The independent political journal Congressional Quarterly compiled a database and found that Young missed 15 percent of floor votes. That's worse than 95 percent of his colleagues.
In 2001, Young missed 21 percent of votes, the second-worst attendance record in Congress that year. This year, he and three other members tied for 411th place out of 434.
Among those who missed more votes than Young were Robert Erlich, a Republican who was campaigning to be governor of Maryland and missed 19 percent of House votes, and Gary Condit, a California Democrat hounded by the press because of his relationship with a Washington intern whose body eventually was found in a park.
Hawaii Rep.
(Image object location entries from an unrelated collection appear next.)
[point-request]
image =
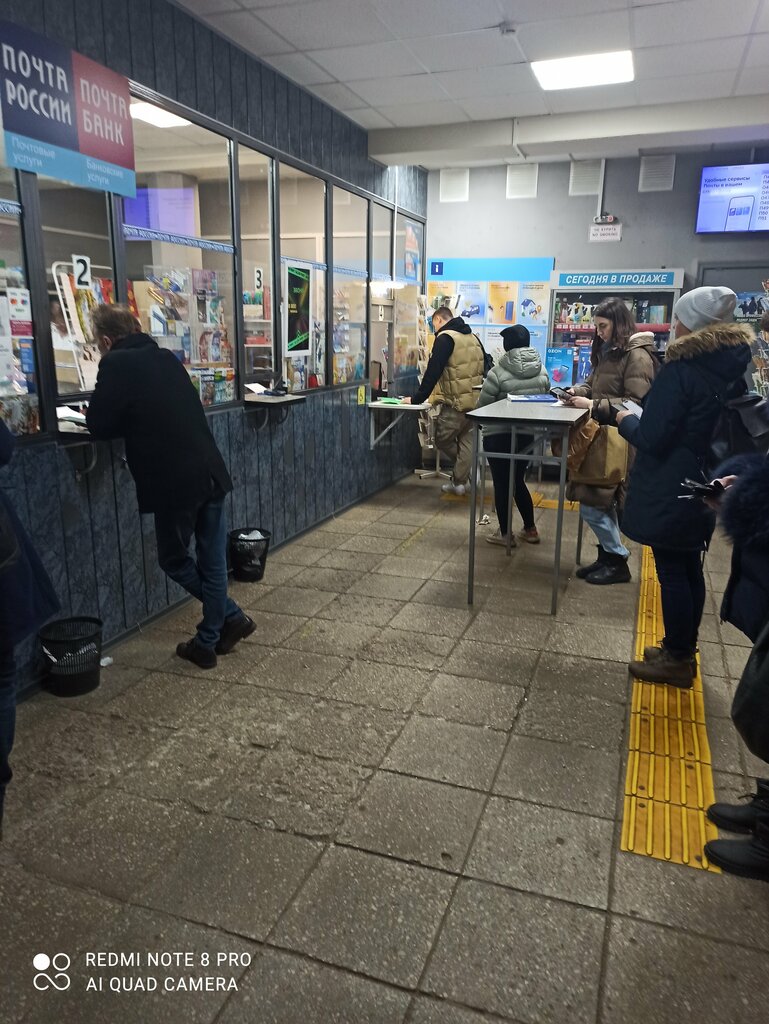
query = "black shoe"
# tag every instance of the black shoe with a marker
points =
(614, 569)
(749, 858)
(741, 817)
(204, 657)
(585, 570)
(235, 629)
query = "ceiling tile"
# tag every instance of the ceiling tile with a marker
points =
(407, 89)
(492, 108)
(245, 30)
(690, 20)
(338, 95)
(368, 118)
(326, 23)
(410, 18)
(684, 87)
(570, 36)
(505, 80)
(758, 51)
(469, 49)
(299, 69)
(689, 58)
(598, 97)
(753, 82)
(424, 115)
(350, 62)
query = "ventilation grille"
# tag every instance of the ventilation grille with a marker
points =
(585, 177)
(521, 180)
(657, 173)
(455, 184)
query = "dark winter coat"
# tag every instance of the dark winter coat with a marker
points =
(27, 596)
(144, 394)
(620, 373)
(673, 436)
(744, 516)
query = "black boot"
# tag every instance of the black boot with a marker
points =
(614, 569)
(741, 817)
(585, 570)
(746, 857)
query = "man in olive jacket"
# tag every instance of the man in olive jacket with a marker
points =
(455, 368)
(144, 394)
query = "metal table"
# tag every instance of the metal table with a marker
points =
(539, 420)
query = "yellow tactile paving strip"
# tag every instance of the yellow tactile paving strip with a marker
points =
(669, 782)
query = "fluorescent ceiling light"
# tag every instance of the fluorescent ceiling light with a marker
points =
(592, 69)
(156, 116)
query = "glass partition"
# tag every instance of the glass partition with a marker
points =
(350, 285)
(179, 252)
(18, 391)
(303, 273)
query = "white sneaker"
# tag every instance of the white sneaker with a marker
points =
(499, 538)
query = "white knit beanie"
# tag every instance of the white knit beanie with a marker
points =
(701, 306)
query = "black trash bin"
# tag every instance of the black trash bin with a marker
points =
(72, 652)
(248, 555)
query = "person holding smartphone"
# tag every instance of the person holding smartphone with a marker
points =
(672, 439)
(623, 367)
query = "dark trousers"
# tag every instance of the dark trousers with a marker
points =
(7, 717)
(205, 577)
(501, 476)
(682, 590)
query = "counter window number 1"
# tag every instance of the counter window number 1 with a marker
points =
(82, 267)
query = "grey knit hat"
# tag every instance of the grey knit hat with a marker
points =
(701, 306)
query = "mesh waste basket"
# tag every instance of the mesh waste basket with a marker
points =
(72, 652)
(248, 553)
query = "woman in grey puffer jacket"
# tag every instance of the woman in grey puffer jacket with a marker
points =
(518, 372)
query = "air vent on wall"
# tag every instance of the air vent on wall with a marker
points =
(521, 180)
(585, 177)
(455, 184)
(657, 173)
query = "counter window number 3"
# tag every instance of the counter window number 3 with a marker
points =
(82, 267)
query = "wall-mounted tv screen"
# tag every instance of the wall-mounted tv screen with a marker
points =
(734, 199)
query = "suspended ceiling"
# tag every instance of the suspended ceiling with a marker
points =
(439, 83)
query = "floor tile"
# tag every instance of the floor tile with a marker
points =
(523, 956)
(281, 988)
(369, 913)
(544, 850)
(574, 778)
(447, 752)
(472, 700)
(263, 871)
(414, 819)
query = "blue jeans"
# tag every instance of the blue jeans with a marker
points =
(7, 717)
(604, 525)
(205, 577)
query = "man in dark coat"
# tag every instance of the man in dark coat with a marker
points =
(672, 440)
(144, 394)
(27, 600)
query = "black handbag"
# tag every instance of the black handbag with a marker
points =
(750, 710)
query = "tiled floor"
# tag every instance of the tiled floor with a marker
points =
(382, 807)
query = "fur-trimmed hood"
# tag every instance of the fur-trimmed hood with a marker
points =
(744, 508)
(711, 339)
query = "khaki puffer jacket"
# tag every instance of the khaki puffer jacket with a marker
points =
(622, 373)
(463, 372)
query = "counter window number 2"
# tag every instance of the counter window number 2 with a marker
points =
(82, 268)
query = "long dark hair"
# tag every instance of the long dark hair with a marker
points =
(623, 325)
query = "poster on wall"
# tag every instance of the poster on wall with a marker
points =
(63, 115)
(503, 299)
(298, 305)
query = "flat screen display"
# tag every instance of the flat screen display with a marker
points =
(734, 199)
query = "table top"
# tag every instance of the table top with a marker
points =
(399, 407)
(527, 412)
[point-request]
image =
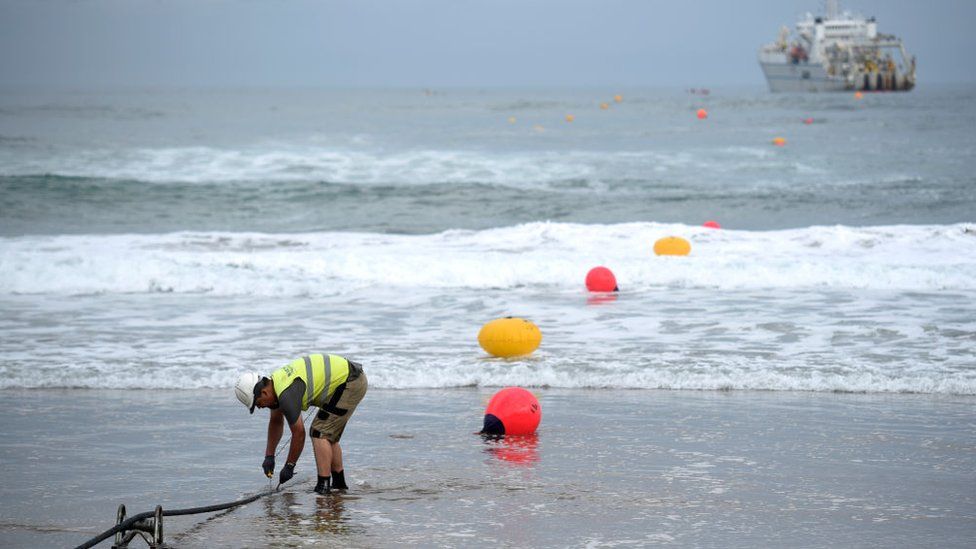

Patsy Mink had a slightly better record, despite spending alive.
The average percentage of missed votes for a House member was 5 percent, not counting the House speaker, who rarely votes, or Rep. James Traficant, D-Ohio, who was expelled by his colleagues in July and jailed on corruption charges.
The Congressional Quarterly did not count Young's vote on Traficant's expulsion. Young voted ''present'' rather than yea or nay, explaining later that he felt Traficant's constituents should decide if he stays or goes.
More than a third of the 73 votes Young missed were on procedural motions. He also missed votes related to the defense bill and homeland security, as well as votes to honor tennis players Venus and Serena Williams and wish Ronald Reagan a happy birthday.
Sen. Ted Stevens, R-Alaska, had the worst attendance record in the Senate last year, missing 12 percent of votes. This year, his record improved to only 3 percent, about average for a senator.
Frank Murkowski, who was campaigning to be governor for much of the year, missed 9 percent of Senate votes.